After Cap Desolation we didn’t see many until we reached Ilulissat.
The
Greenlanders like colours and are not afraid of painting their houses in
new colour combinations. A carpet of bright coloured buildings runs up the
mountains in between grass patches, surrounded by sea with white floating
bergs.
I
t
is a long way from the south of Greenland to Disko Bay, about 1200 km. We
have not been able to see every fjord or mountain in the short time
available to us. During day time we
only saw one or two icebergs and no growlers. We decided to sail through
the night to cover extra distance. As the short night began we checked on
the radar and did spot a few icebergs which we easily avoided. Luckily we
did not hit any growlers; the consequences would be like
hitting a floating rock and sink the boat. It was a tense few hours and
we’d rather not do it again. It was also my birthday which we celebrated
with a bottle of Champaign.
Our visit to Sisimiut is also worth mentioning. Even though it was a
Sunday afternoon we heard loud music from the bar. We had a look inside
and found the place very interesting. A one man band was playing
Greenlandic pop and everybody was singing along. Especially the grannies
fascinated us. They kept dancing for hours and of courses the handsome
sailors of Little Swan were invited to the dance floor. The reason for
this good mood in Sisimiut on an ordinary Sunday was that the beers were
half price and we decided to join the party. The Greenlandic people are
very cheerful and kind to foreigners. It didn’t take long until we were
chatting with the locals.

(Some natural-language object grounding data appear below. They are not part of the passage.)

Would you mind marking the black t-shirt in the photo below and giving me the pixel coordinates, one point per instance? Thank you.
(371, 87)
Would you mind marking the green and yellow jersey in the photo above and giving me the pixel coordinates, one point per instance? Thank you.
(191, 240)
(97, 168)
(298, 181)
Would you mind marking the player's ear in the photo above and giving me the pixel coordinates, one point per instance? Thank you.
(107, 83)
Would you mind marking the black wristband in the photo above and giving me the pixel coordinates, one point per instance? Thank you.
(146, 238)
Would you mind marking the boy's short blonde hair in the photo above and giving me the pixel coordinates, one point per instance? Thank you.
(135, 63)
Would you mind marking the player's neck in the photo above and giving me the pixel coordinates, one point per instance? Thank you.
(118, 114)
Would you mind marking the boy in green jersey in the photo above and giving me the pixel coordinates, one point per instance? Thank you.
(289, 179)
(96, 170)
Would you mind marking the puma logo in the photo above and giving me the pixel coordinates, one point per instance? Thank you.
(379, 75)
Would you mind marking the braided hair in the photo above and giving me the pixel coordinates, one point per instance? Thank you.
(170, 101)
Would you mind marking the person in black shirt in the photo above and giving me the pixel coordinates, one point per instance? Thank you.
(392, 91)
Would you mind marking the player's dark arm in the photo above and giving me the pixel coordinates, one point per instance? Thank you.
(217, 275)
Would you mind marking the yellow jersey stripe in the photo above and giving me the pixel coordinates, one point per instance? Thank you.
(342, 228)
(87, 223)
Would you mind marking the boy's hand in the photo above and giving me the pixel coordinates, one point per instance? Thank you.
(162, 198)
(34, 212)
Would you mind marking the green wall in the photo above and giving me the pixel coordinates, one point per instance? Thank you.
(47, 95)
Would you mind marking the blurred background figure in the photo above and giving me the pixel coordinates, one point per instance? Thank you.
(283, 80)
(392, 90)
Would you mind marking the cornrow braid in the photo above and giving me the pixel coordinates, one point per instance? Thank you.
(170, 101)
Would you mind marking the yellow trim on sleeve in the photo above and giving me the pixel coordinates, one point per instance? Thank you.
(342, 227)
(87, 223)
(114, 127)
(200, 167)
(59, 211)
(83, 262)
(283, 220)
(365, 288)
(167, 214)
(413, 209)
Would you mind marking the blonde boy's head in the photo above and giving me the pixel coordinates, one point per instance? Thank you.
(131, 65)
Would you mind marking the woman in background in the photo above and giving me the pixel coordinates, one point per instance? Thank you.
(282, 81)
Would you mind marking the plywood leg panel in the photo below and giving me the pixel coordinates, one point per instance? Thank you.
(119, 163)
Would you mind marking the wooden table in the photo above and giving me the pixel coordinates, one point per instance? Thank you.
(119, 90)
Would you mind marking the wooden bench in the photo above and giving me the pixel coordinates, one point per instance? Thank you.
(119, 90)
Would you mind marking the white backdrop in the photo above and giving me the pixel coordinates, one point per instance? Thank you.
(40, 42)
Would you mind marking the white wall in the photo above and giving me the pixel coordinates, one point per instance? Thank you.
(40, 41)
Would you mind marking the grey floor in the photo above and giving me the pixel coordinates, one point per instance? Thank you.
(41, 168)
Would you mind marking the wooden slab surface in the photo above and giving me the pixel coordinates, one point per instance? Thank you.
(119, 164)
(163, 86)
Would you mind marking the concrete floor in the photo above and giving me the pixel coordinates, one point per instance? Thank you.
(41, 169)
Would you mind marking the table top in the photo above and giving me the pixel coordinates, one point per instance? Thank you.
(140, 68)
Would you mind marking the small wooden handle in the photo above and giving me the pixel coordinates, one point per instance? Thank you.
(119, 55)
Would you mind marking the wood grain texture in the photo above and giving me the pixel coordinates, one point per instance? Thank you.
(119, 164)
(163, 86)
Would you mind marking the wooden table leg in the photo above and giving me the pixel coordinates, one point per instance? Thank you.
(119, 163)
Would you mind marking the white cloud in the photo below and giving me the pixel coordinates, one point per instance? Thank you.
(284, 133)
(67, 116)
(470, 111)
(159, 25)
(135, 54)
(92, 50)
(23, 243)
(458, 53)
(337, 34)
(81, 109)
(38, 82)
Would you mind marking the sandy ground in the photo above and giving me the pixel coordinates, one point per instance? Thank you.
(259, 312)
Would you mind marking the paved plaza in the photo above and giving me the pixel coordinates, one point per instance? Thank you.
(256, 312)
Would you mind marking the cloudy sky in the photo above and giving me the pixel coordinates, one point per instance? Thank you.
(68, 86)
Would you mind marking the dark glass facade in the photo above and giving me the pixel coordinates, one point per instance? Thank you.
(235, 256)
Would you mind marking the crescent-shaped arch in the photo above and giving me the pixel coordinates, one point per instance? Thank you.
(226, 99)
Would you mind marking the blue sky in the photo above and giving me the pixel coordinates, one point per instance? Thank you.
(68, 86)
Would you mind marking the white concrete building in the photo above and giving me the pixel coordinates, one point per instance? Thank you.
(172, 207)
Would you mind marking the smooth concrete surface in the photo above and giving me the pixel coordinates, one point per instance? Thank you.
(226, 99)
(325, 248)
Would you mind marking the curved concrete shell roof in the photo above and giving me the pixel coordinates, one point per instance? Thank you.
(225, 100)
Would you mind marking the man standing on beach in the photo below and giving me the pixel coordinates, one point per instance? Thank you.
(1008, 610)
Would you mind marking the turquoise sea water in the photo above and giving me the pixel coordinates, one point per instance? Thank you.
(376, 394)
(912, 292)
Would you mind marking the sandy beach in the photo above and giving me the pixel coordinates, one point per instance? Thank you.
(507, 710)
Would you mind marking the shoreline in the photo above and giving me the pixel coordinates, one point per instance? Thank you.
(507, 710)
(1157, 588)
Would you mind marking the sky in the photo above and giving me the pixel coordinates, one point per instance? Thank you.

But not many speak English so to be Danish makes
things much easier as Danish is taught at school. Most people work as
fishermen (shrimp, halibut, cod, crab and clamp).
Lars alias Captain Longbones left Little Swan as planned to go back to
Denmark from Aasiaat. This has meant that I have got the job as
jump-ashore-tie-boat-in-harbour-crew. CL had an advantage by his size
which I’m doing my best to find a way to compensate for - by no means an
easy task! It almost went wrong in Ilulissat. I was standing at the bow
ready for my jump. It was about two meters from the bow sprit to the
ground so I had to go on the out side of it. Now I was ready! I was
holding onto the bow sprit with both arms and lowered my body - BUT Little
Swan kept on moving; the corner of the quay disappeared under my feet and
I only had the smelly water from the shrimp factory beneath me. SHIT! At
this stage I promised to start doing push ups every morning, but it didn’t
help me much at this moment when I was hanging there too weak to do
anything. I had to shout to Toni that he better
reverse (he had not seen what I was doing up there). We had a good laugh
afterwards.
One
of the high lights has been Ilulissat Icefjord in the lovely Disko Bay.We left Aasiaat in the morning and entered the ice area south of Ilulissat.
The glacier at the end of the icefjord (30 km long) produces the same
amount of ice pr. day as New York + surroundings use in water pr. year.The icebergs are enormous. We had sunshine as we went through the ice area
to get to the harbour of Ilulissat. In Ilulissat you can walk to the mouth
of the icefjord and watch where the icebergs enter Disko Bay.